For requirement 10 we are gathering log data to a centralized system for correlation and long-term storage. A majority of these log feeds are syslogs via UDP protocol. Is use of UDP an issue?

I've heard it argued that as UDP does not perform a handshake to confirm receipt of a given message that it is too unreliable if we truly want to have the log data needed for forensic analysis should a breach occur. But I've also seen posts on the web that TCP is not much better (see http://blog.gerhards.net/2008/04/on-unreliability-of-plain-tcp-syslog.html for one such example).

I do not see use of TCP as a requirement, but what are others really using? If not UDP then what?

When it comes to forensic best-practices, the most important things to aim for are:

1) Using a standard approach. In this case (by way of example), that means it is far, far better to use ordinary syslog rather than anything third-party proprietary or home-grown *even* if that solution is more secure

2) Being consistent. Have procedures for forensic-related requirements, e.g. checking the log-server clock is accurate every day. Document them and use check-boxes to show they get done. Apply these across the board.

As long as you can meet these requirements, you should be okay forensically.

Regards
Al. (civilian forensic investigator and trainer for various UK police forces, 1999-2004).

UDP is a stateless protocol. If the log data gets missed and you are using UDP to transmit the log data, you will never know you missed it.

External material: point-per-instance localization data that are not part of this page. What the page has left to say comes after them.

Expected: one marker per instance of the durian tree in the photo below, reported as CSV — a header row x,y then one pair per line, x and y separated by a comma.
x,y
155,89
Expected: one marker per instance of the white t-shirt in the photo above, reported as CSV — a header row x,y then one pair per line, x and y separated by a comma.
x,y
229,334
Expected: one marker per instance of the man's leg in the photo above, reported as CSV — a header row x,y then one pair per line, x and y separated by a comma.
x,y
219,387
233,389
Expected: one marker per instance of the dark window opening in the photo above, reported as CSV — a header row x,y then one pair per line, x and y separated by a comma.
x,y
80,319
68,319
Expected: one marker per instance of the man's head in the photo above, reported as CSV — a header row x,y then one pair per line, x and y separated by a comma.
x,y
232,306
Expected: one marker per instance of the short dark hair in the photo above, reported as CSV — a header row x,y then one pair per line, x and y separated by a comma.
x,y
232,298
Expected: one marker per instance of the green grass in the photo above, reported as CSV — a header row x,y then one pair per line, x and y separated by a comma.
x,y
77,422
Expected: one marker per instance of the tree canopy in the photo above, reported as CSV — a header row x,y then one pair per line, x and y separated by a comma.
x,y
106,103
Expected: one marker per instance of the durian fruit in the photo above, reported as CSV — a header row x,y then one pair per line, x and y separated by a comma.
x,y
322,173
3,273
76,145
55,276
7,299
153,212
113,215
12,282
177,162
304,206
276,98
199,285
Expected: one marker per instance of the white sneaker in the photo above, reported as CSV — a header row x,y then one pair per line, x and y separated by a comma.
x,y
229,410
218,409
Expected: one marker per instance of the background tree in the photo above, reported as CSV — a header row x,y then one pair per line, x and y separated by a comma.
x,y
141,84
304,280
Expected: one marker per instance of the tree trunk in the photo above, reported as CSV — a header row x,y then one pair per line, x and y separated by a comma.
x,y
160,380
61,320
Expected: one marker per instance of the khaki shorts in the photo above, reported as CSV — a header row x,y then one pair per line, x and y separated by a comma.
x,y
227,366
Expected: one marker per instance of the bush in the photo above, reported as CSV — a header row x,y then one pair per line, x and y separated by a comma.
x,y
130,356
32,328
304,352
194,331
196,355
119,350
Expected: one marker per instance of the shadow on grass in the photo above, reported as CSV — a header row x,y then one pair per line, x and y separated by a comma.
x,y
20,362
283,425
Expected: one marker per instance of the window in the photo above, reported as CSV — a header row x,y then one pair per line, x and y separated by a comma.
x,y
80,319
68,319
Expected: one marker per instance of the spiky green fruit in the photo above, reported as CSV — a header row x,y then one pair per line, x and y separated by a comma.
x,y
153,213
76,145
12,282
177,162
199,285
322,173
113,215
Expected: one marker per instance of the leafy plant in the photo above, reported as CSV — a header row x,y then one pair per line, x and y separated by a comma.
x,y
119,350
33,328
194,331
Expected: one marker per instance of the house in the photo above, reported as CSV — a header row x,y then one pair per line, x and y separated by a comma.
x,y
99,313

One method of addressing your concern is to dedicate a VLAN to nothing but administration and logging and making its priority higher than your other VLANs but lower than your VoIP VLAN. That way you are less likely to suffer loss of data. Another option is to pick up log data in batch after hours. This approach doesn't lend itself for real time analysis and may be unrealistic if you have too many servers or a tremendously large amount of log data, but still meets the requirements of the PCI DSS.

A lot of centralized logging solutions maintain the original log message data and then parse and stratify those log messages in a database. That way, if you ever need to go back to the original log entry, you have that option.